Our underrated sports stars

Who is New Zealand’s most underrated athlete? Otago Daily Times sports reporters go in search of the biggest aces up the nation’s sporting sleeve.

Chris Wood

You know you have reached an elite level when you start to get ignored.

Chris Wood recently scored in four consecutive English Premier League games for his Nottingham Forest club, and it received less attention in this funny little country at the bottom of the globe than a women’s rugby haka.

How odd that Kiwi sports fans have become so used to Wood scoring in the world’s most popular competition that they forget this is an incredibly unusual occurrence.

Six New Zealanders - yes, just six, in 33 years - have played in the Premier League. Wood leads the way with 222 appearances, followed by Ryan Nelsen (198), Winston Reid (166), Simon Elliott (12), Danny Hay (four) and Lee Norfolk (three).

A mere three Kiwis appear on the Premier League scoring charts. Wood is our best with 67 goals. Nelsen is second - he scored nine - and Reid is third with six goals.

Wood’s 67 goals have him at No 73 on the all time Premier League scoring charts. He is ahead of Anthony Martial, David Beckham, Gianfanco Zola, Tim Cahill and Gareth Bale - perhaps you have heard of them.

Put simply, Wood is on another planet to fellow New Zealand footballers in the modern era.

He is an established, quality Premier League starting striker, and perhaps we will not appreciate that until he is gone.

Wood also has 34 goals in 74 games for an All Whites team that never really seems to score.

Is he our greatest footballer? Better than Wynton Rufer?

That is a debate for another day. There is absolutely no doubt in my mind he is the most underrated athlete in New Zealand sport.

Hayden Meikle

 

Matt Henry

How many times has Matt Henry carried the drinks?

Lots.

There was always someone ahead of Mr Patient.

But then: Trent Boult deserted us for the lucrative domestic T20 circuit. Tim Southee slipped past his use-by date. Kyle Jamieson broke down ... again. And Neil Wagner was nudged into retirement.

Henry is king now.

To be fair, the Canterbury right-armer has been one of our best bowlers for a few years.

It just took him a while to find his feet at test level.

He made his debut at Lord’s in 2015, but he played just 13 tests in six years, and his bowling average edged past 50 in 2021.

It was a record worthy of his underrated tag.

Henry was a demon at domestic level, so a breakthrough was expected. And it came against South Africa at Hagley Oval in 2022. He nabbed seven for 23.

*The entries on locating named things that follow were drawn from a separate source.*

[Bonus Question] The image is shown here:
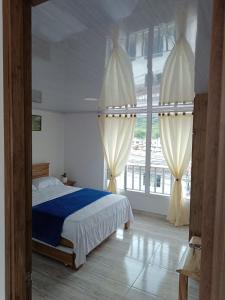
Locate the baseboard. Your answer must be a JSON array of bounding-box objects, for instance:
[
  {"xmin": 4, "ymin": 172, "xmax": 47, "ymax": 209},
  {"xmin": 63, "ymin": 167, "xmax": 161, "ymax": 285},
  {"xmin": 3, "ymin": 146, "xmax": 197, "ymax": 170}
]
[{"xmin": 132, "ymin": 209, "xmax": 166, "ymax": 221}]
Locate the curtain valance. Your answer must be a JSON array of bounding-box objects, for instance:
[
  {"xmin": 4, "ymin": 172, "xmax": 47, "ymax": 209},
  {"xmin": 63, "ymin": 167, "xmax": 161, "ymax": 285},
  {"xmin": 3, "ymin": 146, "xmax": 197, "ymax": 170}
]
[{"xmin": 99, "ymin": 28, "xmax": 137, "ymax": 109}]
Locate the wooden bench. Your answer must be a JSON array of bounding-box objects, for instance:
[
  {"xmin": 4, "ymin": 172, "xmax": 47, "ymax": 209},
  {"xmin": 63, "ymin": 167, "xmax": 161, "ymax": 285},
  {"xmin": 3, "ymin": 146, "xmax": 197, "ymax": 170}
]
[{"xmin": 177, "ymin": 237, "xmax": 201, "ymax": 300}]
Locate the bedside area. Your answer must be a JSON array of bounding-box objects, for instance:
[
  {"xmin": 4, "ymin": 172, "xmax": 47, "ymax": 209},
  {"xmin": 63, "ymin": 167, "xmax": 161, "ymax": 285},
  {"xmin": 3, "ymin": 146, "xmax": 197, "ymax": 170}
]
[{"xmin": 64, "ymin": 179, "xmax": 76, "ymax": 186}]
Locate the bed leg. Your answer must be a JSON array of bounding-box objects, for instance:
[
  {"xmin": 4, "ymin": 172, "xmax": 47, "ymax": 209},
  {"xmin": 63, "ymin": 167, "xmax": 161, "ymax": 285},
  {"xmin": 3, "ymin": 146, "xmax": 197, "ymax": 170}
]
[{"xmin": 124, "ymin": 221, "xmax": 130, "ymax": 230}]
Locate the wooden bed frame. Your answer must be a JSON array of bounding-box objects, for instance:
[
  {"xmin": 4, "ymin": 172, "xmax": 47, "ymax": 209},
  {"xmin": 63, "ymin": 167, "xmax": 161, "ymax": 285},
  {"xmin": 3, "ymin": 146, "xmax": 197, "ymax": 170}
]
[{"xmin": 32, "ymin": 163, "xmax": 130, "ymax": 270}]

A couple of years earlier, Henry was instrumental in the Black Caps’ run at the 2019 World Cup. He grabbed 14 wickets, including three for 37 in the semifinal against India.

But the 32-year-old’s crowing achievement was his most recent effort. In the two-test series against Australia in New Zealand in February and March, he claimed 17 wickets and was named player of the series - this, mind, despite Australia sweeping to a 2-0 victory.

Henry has clawed his way to No 12 in the ICC test bowling rankings. But he is one behind professional rehabber Jamieson and three behind the 90-year-old James Anderson. That sounds like he’s still underrated to me.

Adrian Seconi

 

Zoe Hobbs

How many of us truly appreciate the greatness that is Zoe Hobbs?

There is something to be said for how many of our Olympic athletes - who, in fairness, spend the majority of their time overseas and seldom get to compete on home soil - slip through the cracks in non-pinnacle event years.

But there is something special about Hobbs, and it is time for people to wake up and take note of the sprint sensation.

The 26-year-old sprinter has been a revelation in the past couple of years on the track, and is about to break the mould again as the first Kiwi female sprinter to compete at the Olympics in 48 years.

One day after the qualification period opened for Paris, Hobbs ticked that box and booked her ticket after running a sizzling time at ResiSprint, in Switzerland, on July 1 to go under the required time by 0.11sec and again lower her national record.

That time was 10.96sec - just 0.47sec off the world record set by Florence Griffith-Joyner. Let that sink in for a minute.

Every 100m sprinter fights to get under the 11sec mark, and the fact Hobbs has broken national and Oceania records, more than once, by going under that mark confirms her status as one of our greats.

Keep in mind Hobbs has technically gone faster than that after a sizzling 10.89sec at the national championships in 2023, but it was ruled out due to the wind.

Her speed transfers across distances, too. She was just 0.01sec off bronze in the women’s 60m at the world indoor championships earlier this year.

And yet still she fails to get the recognition she deserves.

Wake up. Hobbs is the one to watch in Paris.